Gillian Astbury, aged 66, of Mavis Road, Hednesford, near Cannock, was admitted to Stafford Hospital on April 1, 2007, with a broken arm and pelvis.

However on April 10 she was discovered slumped in her bed on the orthopaedic ward after a 36-hour gap between insulin injections.

She died in the early hours of April 11.

A jury, sitting at Stafford Council House, heard she died of suspected keto acidosis, a result of the missed insulin injections which should have been administered daily.

Giving evidence, Ron Street, her full time carer and close friend, said her bed on Ward seven where Mrs Astbury died, was out of sight of nurses and he had found her several times in dirty bed sheets after she contracted the C-Diff bug.

He told the court: “I would say the whole area looked like a lab where cultures could be grown, it was really that bad.

“There was no infection control at all. I had to plead with nurses to change Gill and I felt bad when they did change the bed linen because I could hear her screaming in pain.

“They didn’t seem to show any compassion.”

Another witness, Jeanette Coulson, who was a speciality manager on the trauma and orthopaedic wards at the time of rs Astbury’s death, said staff were stretched.

In a statement to police she said she felt levels were so low as to be putting the safety of patients in danger.
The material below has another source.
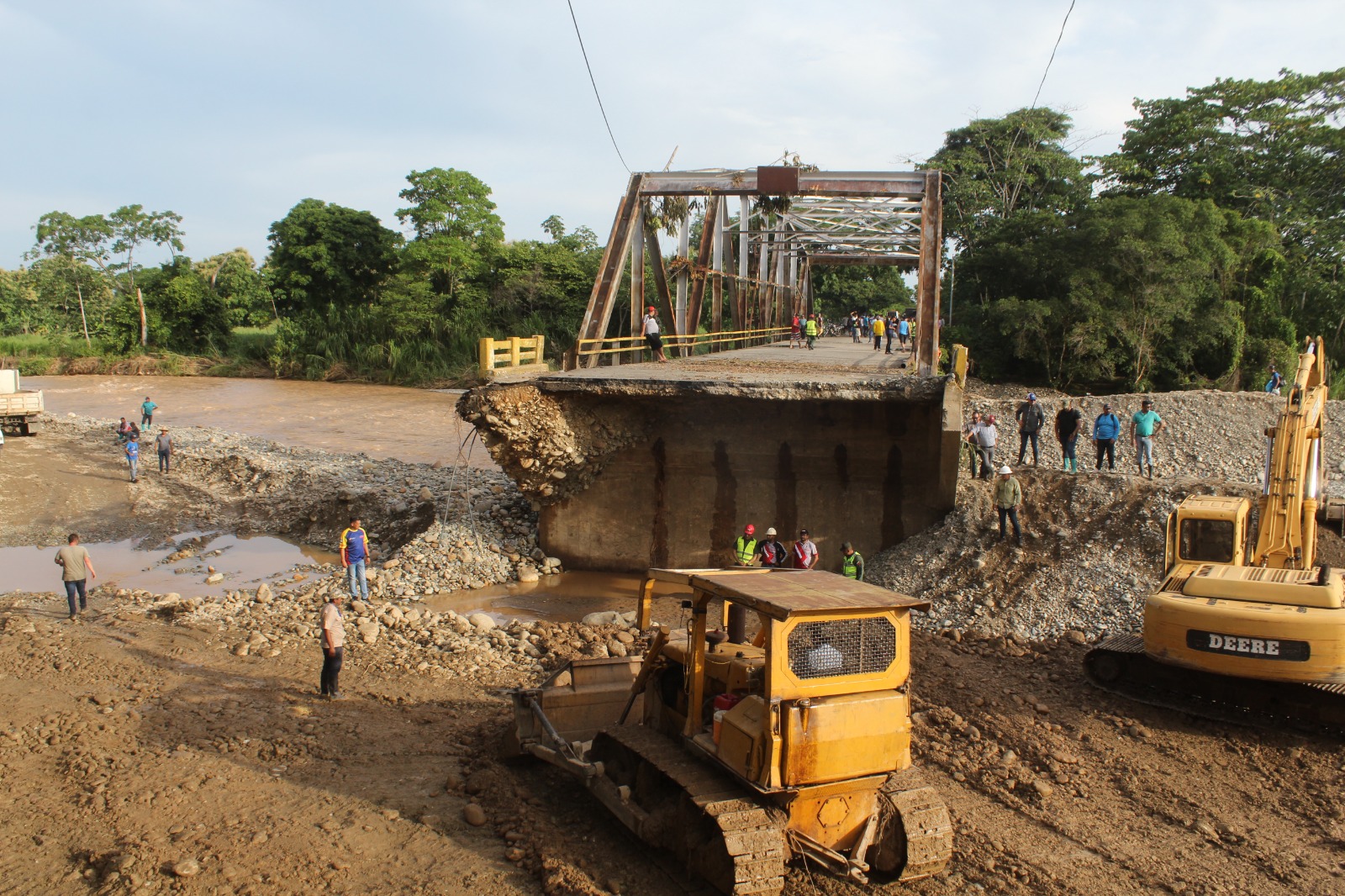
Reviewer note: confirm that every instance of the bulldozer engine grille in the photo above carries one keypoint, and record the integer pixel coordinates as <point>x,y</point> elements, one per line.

She also told the court she did not know Mrs Astbury was diabetic when she had tended to her on April 10 and that a standard lunch menu, and not a diabetic menu, had been used to order her lunch.

During her evidence she said she had asked a senior staff nurse to administer Mrs Astbury’s medication, which would have included an insulin injection, but that never happened.

Stafford Hospital was subject to a damning Healthcare Commission Report in 2009 in which standards of care at the hospital were blamed for the deaths of hundreds of people between 2005 and 2009.

A public inquiry into the scandal is due to start next month.